A woman who had adopted three children but wanted a fourth hatched a "wicked" scheme, forcing her 14-year-old daughter to get pregnant with donor sperm, a British judge has ruled.

The teenager apparently miscarried her first pregnancy and inseminated herself six more times before she finally had a baby boy at age 17, the ruling said.

After hospital midwives became suspicious, the plot was uncovered, and the mother -- described as an American divorcee living in Britain -- is serving a five-year term for child cruelty.

The case dates to 2011 but was sealed and details were only released after the media challenged restrictions.

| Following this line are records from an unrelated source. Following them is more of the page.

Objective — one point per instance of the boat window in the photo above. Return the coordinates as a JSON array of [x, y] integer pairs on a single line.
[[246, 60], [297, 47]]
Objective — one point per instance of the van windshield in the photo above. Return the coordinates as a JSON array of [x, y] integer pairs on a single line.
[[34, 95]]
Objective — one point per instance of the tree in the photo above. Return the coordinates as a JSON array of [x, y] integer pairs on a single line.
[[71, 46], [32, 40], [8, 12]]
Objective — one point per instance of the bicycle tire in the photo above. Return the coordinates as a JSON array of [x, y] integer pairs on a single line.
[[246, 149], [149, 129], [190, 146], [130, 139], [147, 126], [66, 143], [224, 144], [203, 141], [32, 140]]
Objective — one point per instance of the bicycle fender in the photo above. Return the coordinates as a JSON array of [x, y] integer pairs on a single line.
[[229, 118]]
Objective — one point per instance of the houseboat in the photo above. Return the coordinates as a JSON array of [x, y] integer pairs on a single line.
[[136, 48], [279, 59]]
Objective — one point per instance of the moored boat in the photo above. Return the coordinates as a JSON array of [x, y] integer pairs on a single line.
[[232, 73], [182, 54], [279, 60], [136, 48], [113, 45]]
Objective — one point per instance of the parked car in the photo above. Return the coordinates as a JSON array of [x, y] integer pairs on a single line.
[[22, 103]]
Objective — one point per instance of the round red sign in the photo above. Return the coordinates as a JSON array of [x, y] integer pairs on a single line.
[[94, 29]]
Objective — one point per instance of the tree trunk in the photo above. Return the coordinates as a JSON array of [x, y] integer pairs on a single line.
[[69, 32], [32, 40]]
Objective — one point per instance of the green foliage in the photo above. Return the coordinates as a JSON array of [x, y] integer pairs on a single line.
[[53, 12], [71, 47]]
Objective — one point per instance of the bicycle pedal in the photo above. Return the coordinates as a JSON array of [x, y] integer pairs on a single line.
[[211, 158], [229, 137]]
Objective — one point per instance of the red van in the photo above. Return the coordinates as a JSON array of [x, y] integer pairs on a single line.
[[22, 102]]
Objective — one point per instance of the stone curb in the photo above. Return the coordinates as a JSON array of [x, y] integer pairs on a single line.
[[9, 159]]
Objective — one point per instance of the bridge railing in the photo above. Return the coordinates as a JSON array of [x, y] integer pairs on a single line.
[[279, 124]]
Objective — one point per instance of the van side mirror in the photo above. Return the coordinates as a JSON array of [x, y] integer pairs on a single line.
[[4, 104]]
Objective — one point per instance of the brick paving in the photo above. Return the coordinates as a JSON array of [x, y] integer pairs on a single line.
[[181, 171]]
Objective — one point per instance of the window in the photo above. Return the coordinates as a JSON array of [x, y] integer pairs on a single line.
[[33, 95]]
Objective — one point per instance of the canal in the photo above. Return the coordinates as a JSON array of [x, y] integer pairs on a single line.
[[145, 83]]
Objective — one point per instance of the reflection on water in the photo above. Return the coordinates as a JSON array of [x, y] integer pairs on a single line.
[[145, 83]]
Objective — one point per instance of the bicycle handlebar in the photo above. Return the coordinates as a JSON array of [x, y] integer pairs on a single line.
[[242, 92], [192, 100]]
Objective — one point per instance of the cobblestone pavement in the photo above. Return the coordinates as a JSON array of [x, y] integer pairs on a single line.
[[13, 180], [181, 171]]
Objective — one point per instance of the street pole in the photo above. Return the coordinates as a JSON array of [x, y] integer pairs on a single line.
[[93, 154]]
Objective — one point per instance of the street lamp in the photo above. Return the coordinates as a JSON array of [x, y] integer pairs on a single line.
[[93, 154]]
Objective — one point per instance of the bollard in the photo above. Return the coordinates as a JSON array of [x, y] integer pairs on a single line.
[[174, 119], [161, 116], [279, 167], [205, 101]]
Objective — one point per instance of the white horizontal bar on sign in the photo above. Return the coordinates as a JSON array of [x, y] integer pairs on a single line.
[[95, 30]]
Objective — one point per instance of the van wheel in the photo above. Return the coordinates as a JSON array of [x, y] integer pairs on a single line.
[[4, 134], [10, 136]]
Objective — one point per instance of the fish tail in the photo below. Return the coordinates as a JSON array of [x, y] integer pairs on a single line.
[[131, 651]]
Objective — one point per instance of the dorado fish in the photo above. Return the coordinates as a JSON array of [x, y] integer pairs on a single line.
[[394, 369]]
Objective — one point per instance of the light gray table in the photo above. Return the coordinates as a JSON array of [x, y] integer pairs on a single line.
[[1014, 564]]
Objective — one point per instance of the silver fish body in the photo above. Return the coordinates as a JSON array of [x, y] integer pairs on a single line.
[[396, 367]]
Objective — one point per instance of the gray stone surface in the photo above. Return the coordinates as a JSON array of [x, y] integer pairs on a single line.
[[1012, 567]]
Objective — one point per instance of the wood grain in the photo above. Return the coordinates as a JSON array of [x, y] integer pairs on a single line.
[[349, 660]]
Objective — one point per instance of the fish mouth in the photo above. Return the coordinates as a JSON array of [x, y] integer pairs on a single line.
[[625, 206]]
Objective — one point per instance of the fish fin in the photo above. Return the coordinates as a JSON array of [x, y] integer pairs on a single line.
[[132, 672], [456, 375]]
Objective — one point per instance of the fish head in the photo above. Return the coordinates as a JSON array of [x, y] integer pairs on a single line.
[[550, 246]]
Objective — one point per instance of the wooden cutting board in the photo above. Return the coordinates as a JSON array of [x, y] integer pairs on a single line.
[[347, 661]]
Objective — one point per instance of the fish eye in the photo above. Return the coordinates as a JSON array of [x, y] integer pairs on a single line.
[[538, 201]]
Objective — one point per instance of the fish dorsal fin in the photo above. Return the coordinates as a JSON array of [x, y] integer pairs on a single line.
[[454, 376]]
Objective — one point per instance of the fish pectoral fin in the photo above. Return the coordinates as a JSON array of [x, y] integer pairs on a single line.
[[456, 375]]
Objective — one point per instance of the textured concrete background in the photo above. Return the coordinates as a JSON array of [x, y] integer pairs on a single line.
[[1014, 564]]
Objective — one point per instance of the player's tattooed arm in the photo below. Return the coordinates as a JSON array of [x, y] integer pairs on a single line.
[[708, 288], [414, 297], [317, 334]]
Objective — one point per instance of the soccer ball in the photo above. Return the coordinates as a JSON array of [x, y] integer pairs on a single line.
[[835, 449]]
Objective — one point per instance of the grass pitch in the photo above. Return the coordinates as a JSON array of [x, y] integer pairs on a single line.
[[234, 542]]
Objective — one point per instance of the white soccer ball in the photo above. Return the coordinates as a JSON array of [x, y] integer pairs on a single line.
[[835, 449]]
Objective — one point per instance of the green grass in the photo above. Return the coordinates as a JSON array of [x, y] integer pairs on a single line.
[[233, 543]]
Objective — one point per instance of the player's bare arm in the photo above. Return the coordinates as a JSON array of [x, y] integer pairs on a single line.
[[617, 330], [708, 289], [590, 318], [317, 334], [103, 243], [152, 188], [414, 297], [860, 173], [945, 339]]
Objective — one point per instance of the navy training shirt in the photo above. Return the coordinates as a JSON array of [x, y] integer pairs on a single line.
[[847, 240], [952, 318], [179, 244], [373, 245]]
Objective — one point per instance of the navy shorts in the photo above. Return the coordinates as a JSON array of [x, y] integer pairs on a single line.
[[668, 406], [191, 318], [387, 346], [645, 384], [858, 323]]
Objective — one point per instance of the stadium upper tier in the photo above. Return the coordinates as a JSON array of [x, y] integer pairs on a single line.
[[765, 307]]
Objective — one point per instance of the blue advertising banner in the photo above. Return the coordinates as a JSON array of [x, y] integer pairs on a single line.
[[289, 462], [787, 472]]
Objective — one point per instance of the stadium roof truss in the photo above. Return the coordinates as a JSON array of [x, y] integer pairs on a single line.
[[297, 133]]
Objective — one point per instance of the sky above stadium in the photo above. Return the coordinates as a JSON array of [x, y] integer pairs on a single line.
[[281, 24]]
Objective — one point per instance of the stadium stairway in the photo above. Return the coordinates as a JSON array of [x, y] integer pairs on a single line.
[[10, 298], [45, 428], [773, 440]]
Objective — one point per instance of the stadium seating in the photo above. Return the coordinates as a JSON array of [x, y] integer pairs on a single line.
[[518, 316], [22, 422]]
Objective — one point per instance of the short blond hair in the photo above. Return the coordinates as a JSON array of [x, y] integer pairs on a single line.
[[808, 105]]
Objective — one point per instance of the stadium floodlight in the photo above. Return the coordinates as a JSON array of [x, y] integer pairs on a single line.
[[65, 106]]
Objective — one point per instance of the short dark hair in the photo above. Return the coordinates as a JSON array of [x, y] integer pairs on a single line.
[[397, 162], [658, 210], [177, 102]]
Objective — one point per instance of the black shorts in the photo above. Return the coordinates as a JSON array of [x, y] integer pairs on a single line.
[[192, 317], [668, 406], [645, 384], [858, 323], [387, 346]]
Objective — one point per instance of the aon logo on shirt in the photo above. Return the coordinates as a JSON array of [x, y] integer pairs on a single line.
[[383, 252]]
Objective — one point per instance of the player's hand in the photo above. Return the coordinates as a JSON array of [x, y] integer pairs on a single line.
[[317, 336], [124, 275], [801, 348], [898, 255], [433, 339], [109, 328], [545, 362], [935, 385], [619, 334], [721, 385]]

The family members' names were withheld by court order.

High Court Judge Peter Jackson's ruling said the woman at the center of the case -- who had undergone sterilization for health reasons, according to the Guardian newspaper -- was blocked from adopting a fourth child.

She purchased sperm over the Internet from a Denmark-based company, Cryos International, and convinced her oldest daughter -- then just 14 years old -- to inseminate herself with syringes, the judge wrote.

The teen told authorities that she believed if she did it her mother would love her more.

“My mum is a very determined person and she does her best not to let anything get in her way if she wants it,” the girl was quoted as saying.

The mother was hoping for a girl and had the teen use concoctions of vinegar and lemon juice and adhere to a special diet in the hopes of influencing the gender of the child.

The court said it was likely the girl got pregnant quickly and then suffered a miscarriage. After she gave birth in July 2011, hospital staff became alarmed when the baby's grandmother tried to stop her daughter from breastfeeding the newborn.

"We don't want any of that attachment thing," she reportedly said.

The woman tried to leave the ward with the baby, and child protection was summoned. The teen and her siblings were put into foster care.

In his ruling, Jackson said he was writing with "an abiding sense of disbelief that a parent could behave in such a wicked and selfish way towards a vulnerable child."